Es geht beim Iran-Streit nicht um Befindlichkeiten. Es geht darum, das Richtige zu tun. Was immer an Donald Trump kritisiert werden muss: Sein Ausstieg aus dem Atomdeal war ein erster und wichtiger Schritt, die nukleare Erpressung zu beenden und die Dynamik im Umgang mit Teheran zu verändern.

[1] Der Text der Trump-Rede findet sich hier: https://www.theatlantic.com/politics/archive/2018/05/full-transcript-iran-deal-trump/559892/.
[2] Auf die grundsätzlichen Schwächen des Atomdeals habe ich u.a. hier aufmerksam gemacht: http://www.matthiaskuentzel.de/contents/donald-trump-und-der-atomdeal-mit-iran.
[3] FM Javad Zarif interview to Press TV: all options are not on the table; Iran cannot be deprived of its nuclear rights, in: Iran Daily Brief, September 12, 2013.
[4] Vgl. Rainer Hermann, Wer kann noch wem vertrauen?, in: FAZ, 11. Mai 2018.
[5] Regierungspressekonferenz, 9. Mai 2018.
[6] Reuters, Germany wants to keep Iran nuclear deal, Merkel urges de-escalation, 10. Mai 2018.
[7] Jack Ewing and Stanley Reed, European Companies Rushed to Invest in Iran. What Now?, New York Times, May 9, 2018; Amerika setzt Frist für Iran-Geschäfte, in: FAZ, 11. Mai 2018, S. 17.
[8] Amerika setzt Frist für Iran-Geschäfte, FAZ, 11. Mai 2018, S. 17.
[9] Seyyed Hossein Mousavian, Iran-Europe Relations, Milton Park 2008, S. 133.
[10] Presse- und Informationsamt der Bundesregierung. Rede des Bundesministers des Auswärtigen, Joschka Fischer, zur Eröffnung der Botschafterkonferenz am 6. September 2004 in Berlin.
[11] Henning Riecke, Iran-Abkommen ohne die USA. Europa betreibt Schadensbegrenzung, DGAP Think Tank, 9. Mai 2018.
[12] Iran-Sanktionen machen die Deutschen ratlos, FAZ, 12. Mai 2018, S. 19.
[13) Klaus-Dieter Frankenberger, Zeitenwende, FAZ, 11. Mai 2018.
[14] Nikolaus Busse, Irans Ambitionen, FAZ, 11. Mai 2018.

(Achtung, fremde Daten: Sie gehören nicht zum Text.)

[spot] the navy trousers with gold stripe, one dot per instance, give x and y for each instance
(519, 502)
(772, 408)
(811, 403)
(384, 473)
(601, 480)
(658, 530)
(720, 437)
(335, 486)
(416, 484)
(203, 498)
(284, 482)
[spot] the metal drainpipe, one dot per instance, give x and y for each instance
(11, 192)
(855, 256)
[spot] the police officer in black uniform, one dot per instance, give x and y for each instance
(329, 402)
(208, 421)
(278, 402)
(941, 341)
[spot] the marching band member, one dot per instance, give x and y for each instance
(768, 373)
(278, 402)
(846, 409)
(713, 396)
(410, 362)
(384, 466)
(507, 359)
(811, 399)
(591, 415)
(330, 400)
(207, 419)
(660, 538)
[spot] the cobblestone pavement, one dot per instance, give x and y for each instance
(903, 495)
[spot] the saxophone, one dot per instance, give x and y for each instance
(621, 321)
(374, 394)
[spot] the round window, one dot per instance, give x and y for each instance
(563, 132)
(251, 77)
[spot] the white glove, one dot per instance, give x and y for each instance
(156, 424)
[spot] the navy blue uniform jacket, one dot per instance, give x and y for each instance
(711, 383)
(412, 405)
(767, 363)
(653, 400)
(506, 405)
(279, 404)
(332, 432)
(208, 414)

[15] Presse- und Informationsamt der Bundesregierung, Gemeinsame Erklärung Deutschlands, Frankreichs und Großbritanniens zum Rückzug der Vereinigten Staaten aus dem Nuklearabkommen mit Iran, 8. Mai 2018.
[16] Heiko Maas im Interview mit der ARD-Sendung „Tagesthemen“, 8. Mai 2018.
[17] Menashe Amir, Iran is full of Trump supporters, Israel Hayom-Newsletter, 10. Mai 2018, auf: http://www.israelhayom.com/opinions/surprise-iran-is-full-of-trump-supporters/.
[18] Guido Steinberg, Umgang mit dem Iran, in: Internationale Politik, 73. Jahrgang, Nr. 3, Mai /Juni 2018, S. 65. Steinberg ist Mitarbeiter der ansonsten eher iranfreundlichen „Stiftung Wissenschaft und Politik“.